The technology has some limitations. Because the transmitter is powered by sunlight, the lack of it means no data is phoned in. The Wisconsin bird “went dark” after a long stretch of cloudy weather and the project is hoping for a sunny spell to get the pack powered up again. Now both Assateague and Buena Vista have moved into “dead zones” lacking sufficient cell coverage. But no data will be lost. Weidensaul says the units can acquire and store up to 100,000 GPS locations without cellular coverage. If and when the owl comes back into cellular range, each transmitter will phone in with all its accumulated data. However, cost is a limiting factor. Each transmitter pack costs about $3,000.

So what happens to all the information gathered by SNOWstorm? Weidensaul admits the project is still a “work in progress” but he’d like to see the website become a central portal for the scientific findings tied to this irruption. This winter’s Snowy Owls are already debunking some commonly held notions about why they came here.

“Everyone assumes that Snowy Owls come south because of a shortage of food in the Arctic,” Weidensaul said, “But the opposite is true. This summer there were plenty of lemmings, the birds gorged themselves, and had such a successful breeding season that we’re seeing the results of that bumper crop. We know from banding work by people like Norman Smith in Massachusetts, who has been studying Snowy Owls for the past 30 years at Logan Airport, that most of them are healthy, and that the majority of them do make it back to the Arctic.”
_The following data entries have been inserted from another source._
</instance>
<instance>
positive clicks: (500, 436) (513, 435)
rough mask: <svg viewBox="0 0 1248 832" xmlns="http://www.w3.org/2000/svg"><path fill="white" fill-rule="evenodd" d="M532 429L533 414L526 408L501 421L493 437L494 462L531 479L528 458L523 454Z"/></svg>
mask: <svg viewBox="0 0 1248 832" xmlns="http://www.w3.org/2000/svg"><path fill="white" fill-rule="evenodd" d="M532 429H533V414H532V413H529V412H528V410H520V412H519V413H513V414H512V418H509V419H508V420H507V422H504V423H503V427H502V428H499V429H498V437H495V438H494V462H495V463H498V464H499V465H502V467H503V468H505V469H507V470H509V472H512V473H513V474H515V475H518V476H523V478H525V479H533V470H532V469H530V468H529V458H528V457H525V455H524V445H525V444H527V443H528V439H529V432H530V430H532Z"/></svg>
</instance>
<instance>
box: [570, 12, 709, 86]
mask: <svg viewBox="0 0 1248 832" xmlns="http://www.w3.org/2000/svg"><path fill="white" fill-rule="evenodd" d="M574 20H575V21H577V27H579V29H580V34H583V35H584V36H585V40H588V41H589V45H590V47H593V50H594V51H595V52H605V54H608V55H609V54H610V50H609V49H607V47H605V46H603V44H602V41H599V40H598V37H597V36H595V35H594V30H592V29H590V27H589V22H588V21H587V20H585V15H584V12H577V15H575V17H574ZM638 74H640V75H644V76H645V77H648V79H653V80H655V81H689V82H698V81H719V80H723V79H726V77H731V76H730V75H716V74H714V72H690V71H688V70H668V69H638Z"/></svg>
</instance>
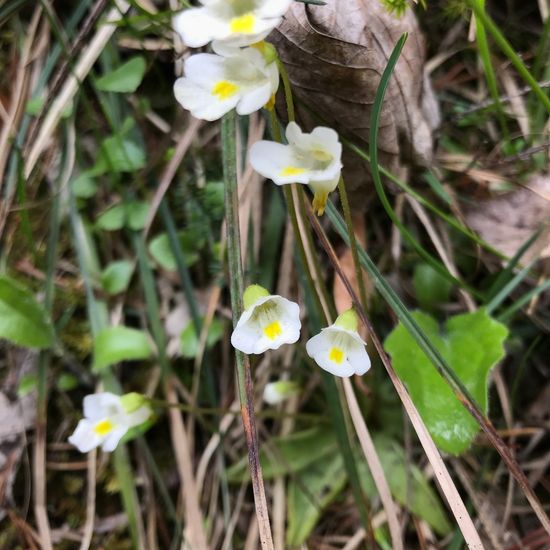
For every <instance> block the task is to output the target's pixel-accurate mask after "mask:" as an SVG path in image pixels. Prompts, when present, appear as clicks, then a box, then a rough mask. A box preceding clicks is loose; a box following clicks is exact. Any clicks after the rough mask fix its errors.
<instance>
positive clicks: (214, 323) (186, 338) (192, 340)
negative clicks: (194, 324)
mask: <svg viewBox="0 0 550 550" xmlns="http://www.w3.org/2000/svg"><path fill="white" fill-rule="evenodd" d="M222 336H223V323H222V322H221V321H220V320H219V319H218V318H216V317H215V318H214V319H212V323H211V325H210V327H209V328H208V335H207V336H206V347H207V348H211V347H212V346H213V345H214V344H215V343H216V342H218V341H219V340H220V338H221V337H222ZM180 339H181V354H182V355H183V357H185V358H187V359H194V358H195V357H196V355H197V352H198V351H199V339H198V338H197V334H196V332H195V326H194V324H193V322H192V321H190V322H189V323H187V326H186V327H185V328H184V329H183V332H182V333H181V336H180Z"/></svg>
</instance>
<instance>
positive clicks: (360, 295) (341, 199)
mask: <svg viewBox="0 0 550 550" xmlns="http://www.w3.org/2000/svg"><path fill="white" fill-rule="evenodd" d="M338 191H339V193H340V202H341V203H342V210H343V211H344V219H345V220H346V226H347V228H348V233H349V242H350V247H351V255H352V258H353V266H354V267H355V277H356V278H357V284H358V286H359V295H360V296H361V304H362V305H363V307H364V308H366V307H367V291H366V289H365V281H364V279H363V270H362V269H361V264H360V263H359V253H358V252H357V239H356V237H355V232H354V228H353V219H352V217H351V210H350V207H349V200H348V192H347V190H346V184H345V183H344V178H343V177H341V178H340V181H339V182H338Z"/></svg>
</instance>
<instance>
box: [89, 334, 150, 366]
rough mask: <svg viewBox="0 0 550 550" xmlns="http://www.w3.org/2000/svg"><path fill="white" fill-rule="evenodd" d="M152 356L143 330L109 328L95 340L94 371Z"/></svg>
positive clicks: (142, 358) (96, 338) (94, 354)
mask: <svg viewBox="0 0 550 550" xmlns="http://www.w3.org/2000/svg"><path fill="white" fill-rule="evenodd" d="M152 354H153V348H152V346H151V342H150V340H149V337H148V336H147V334H146V333H145V332H143V331H142V330H137V329H134V328H128V327H120V326H119V327H107V328H104V329H103V330H102V331H101V332H100V333H99V334H98V335H97V336H96V338H95V340H94V364H93V369H94V370H95V371H99V370H102V369H104V368H105V367H108V366H109V365H114V364H115V363H119V362H120V361H132V360H136V359H147V358H149V357H151V355H152Z"/></svg>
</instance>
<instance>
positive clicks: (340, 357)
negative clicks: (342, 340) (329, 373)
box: [328, 347, 344, 365]
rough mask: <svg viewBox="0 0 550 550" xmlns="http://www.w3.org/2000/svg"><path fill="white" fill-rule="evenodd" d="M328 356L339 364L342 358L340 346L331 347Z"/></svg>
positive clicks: (343, 356)
mask: <svg viewBox="0 0 550 550" xmlns="http://www.w3.org/2000/svg"><path fill="white" fill-rule="evenodd" d="M328 358H329V359H330V360H331V361H333V362H334V363H336V364H338V365H339V364H340V363H341V362H342V361H343V360H344V352H343V351H342V350H341V349H340V348H336V347H335V348H331V350H330V352H329V354H328Z"/></svg>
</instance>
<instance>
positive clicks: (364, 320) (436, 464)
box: [308, 208, 483, 549]
mask: <svg viewBox="0 0 550 550" xmlns="http://www.w3.org/2000/svg"><path fill="white" fill-rule="evenodd" d="M308 217H309V220H310V222H311V224H312V226H313V229H314V230H315V232H316V233H317V236H318V238H319V240H320V243H321V246H322V247H323V248H324V250H325V252H326V253H327V256H328V258H329V260H330V262H331V264H332V265H333V267H334V269H335V271H336V273H337V274H338V276H339V277H340V279H341V280H342V282H343V283H344V286H345V287H346V288H347V290H348V292H349V295H350V297H351V299H352V301H353V304H354V306H355V308H356V311H357V314H358V315H359V317H360V319H361V321H362V322H363V323H364V324H365V326H366V327H367V329H368V331H369V334H370V335H371V337H372V341H373V343H374V347H375V348H376V351H377V352H378V355H379V356H380V359H381V361H382V363H383V365H384V367H385V368H386V371H387V372H388V375H389V376H390V380H391V381H392V383H393V385H394V386H395V389H396V390H397V393H398V394H399V397H400V399H401V402H402V403H403V406H404V407H405V409H406V410H407V414H408V415H409V418H410V420H411V423H412V425H413V427H414V429H415V431H416V433H417V435H418V438H419V440H420V443H421V444H422V447H423V448H424V451H425V452H426V456H427V457H428V460H429V461H430V463H431V464H432V467H433V470H434V474H435V476H436V479H437V480H438V483H439V486H440V487H441V490H442V492H443V494H444V495H445V498H446V499H447V502H448V503H449V507H450V508H451V511H452V512H453V515H454V516H455V518H456V521H457V524H458V526H459V527H460V530H461V531H462V534H463V535H464V540H465V541H466V543H467V544H468V547H469V548H470V549H483V544H482V542H481V539H480V538H479V534H478V533H477V531H476V528H475V526H474V523H473V521H472V519H471V517H470V515H469V514H468V511H467V510H466V507H465V506H464V503H463V501H462V499H461V497H460V494H459V493H458V491H457V489H456V487H455V485H454V483H453V480H452V478H451V476H450V474H449V471H448V470H447V468H446V466H445V462H443V459H442V458H441V455H440V454H439V451H438V450H437V447H436V446H435V443H434V442H433V439H432V438H431V436H430V434H429V433H428V430H427V428H426V426H425V424H424V422H422V419H421V418H420V415H419V413H418V411H417V409H416V407H415V405H414V403H413V401H412V399H411V397H410V396H409V394H408V392H407V390H406V388H405V386H404V384H403V382H401V380H400V379H399V378H398V376H397V374H396V373H395V371H394V369H393V366H392V364H391V361H390V359H389V357H388V356H387V355H386V352H385V351H384V348H383V346H382V342H381V341H380V339H379V338H378V335H377V334H376V332H375V331H374V327H373V326H372V323H371V322H370V320H369V318H368V317H367V314H366V313H365V310H364V309H363V307H362V305H361V302H360V300H359V298H358V297H357V294H356V293H355V290H354V289H353V287H352V286H351V283H350V282H349V280H348V278H347V277H346V275H345V273H344V272H343V270H342V268H341V267H340V263H339V261H338V258H337V257H336V254H335V252H334V250H333V249H332V246H331V244H330V243H329V242H328V240H327V238H326V236H325V233H324V231H323V229H322V227H321V225H320V224H319V222H318V220H317V218H316V217H315V215H314V214H313V212H312V211H311V208H309V209H308Z"/></svg>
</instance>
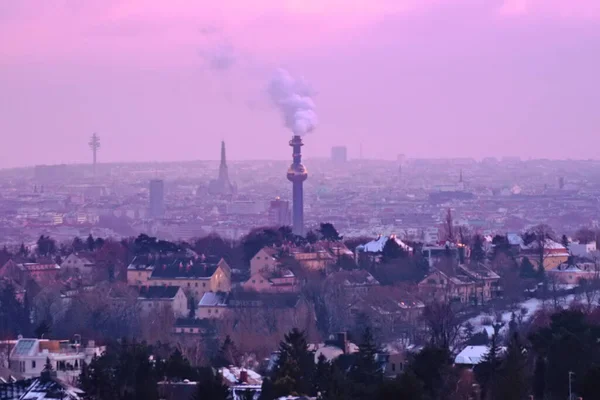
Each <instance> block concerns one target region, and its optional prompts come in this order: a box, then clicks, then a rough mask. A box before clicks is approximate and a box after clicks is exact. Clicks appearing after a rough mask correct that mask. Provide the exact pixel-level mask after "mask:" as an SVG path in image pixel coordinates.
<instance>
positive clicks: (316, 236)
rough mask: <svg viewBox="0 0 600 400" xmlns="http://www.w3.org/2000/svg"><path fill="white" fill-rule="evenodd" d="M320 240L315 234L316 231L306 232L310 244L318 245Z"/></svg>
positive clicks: (306, 239)
mask: <svg viewBox="0 0 600 400" xmlns="http://www.w3.org/2000/svg"><path fill="white" fill-rule="evenodd" d="M318 240H319V237H318V236H317V234H316V233H315V231H312V230H310V231H308V232H306V241H307V242H308V243H310V244H315V243H317V241H318Z"/></svg>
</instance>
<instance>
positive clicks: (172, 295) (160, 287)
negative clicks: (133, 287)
mask: <svg viewBox="0 0 600 400" xmlns="http://www.w3.org/2000/svg"><path fill="white" fill-rule="evenodd" d="M179 290H180V288H179V287H178V286H142V287H140V292H139V295H138V298H140V299H145V300H170V299H173V298H175V296H176V295H177V292H179Z"/></svg>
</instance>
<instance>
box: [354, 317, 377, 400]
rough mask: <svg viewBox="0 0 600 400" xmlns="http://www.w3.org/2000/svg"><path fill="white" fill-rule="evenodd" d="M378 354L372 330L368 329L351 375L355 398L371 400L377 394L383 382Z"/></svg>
mask: <svg viewBox="0 0 600 400" xmlns="http://www.w3.org/2000/svg"><path fill="white" fill-rule="evenodd" d="M378 353H379V351H378V348H377V345H376V344H375V340H374V339H373V334H372V332H371V329H370V328H366V329H365V331H364V333H363V337H362V340H361V342H360V344H359V346H358V352H357V353H356V354H355V355H354V357H355V360H354V363H353V365H352V367H351V368H350V373H349V378H350V381H351V382H352V386H353V392H354V393H353V394H354V397H355V398H358V399H362V398H370V397H372V396H375V395H376V394H377V390H378V388H379V385H380V384H381V382H382V380H383V371H382V368H381V364H380V363H379V362H378V360H377V354H378Z"/></svg>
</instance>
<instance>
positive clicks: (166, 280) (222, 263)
mask: <svg viewBox="0 0 600 400" xmlns="http://www.w3.org/2000/svg"><path fill="white" fill-rule="evenodd" d="M136 260H137V261H136ZM127 278H128V279H127V280H128V283H129V284H130V285H133V284H135V286H138V285H147V286H178V287H180V288H182V289H183V290H184V292H185V293H186V294H187V296H192V297H193V298H194V299H201V298H202V296H203V295H204V293H206V292H219V291H220V292H229V291H230V290H231V268H229V265H228V264H227V262H226V261H225V260H223V259H221V260H220V261H218V262H215V261H214V260H210V261H209V260H207V259H205V258H203V257H198V258H181V257H176V258H154V259H153V258H142V259H140V260H138V259H137V258H136V259H135V260H134V261H133V262H132V263H131V264H130V265H129V266H128V268H127Z"/></svg>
We may never see another Snowy Owl irruption this big again, but some owls always appear in southern Canada provinces and northern U.S. states. And if an owl with a functioning backpack comes back south in coming years, its transmitter will have some unbelievably good GPS data to send in.

“Think of what we could learn about where they’ve been, where they stopped, how long it took them to get there, and so on,” Weidensaul says. “This is big, this is a once-in-a-lifetime moment.”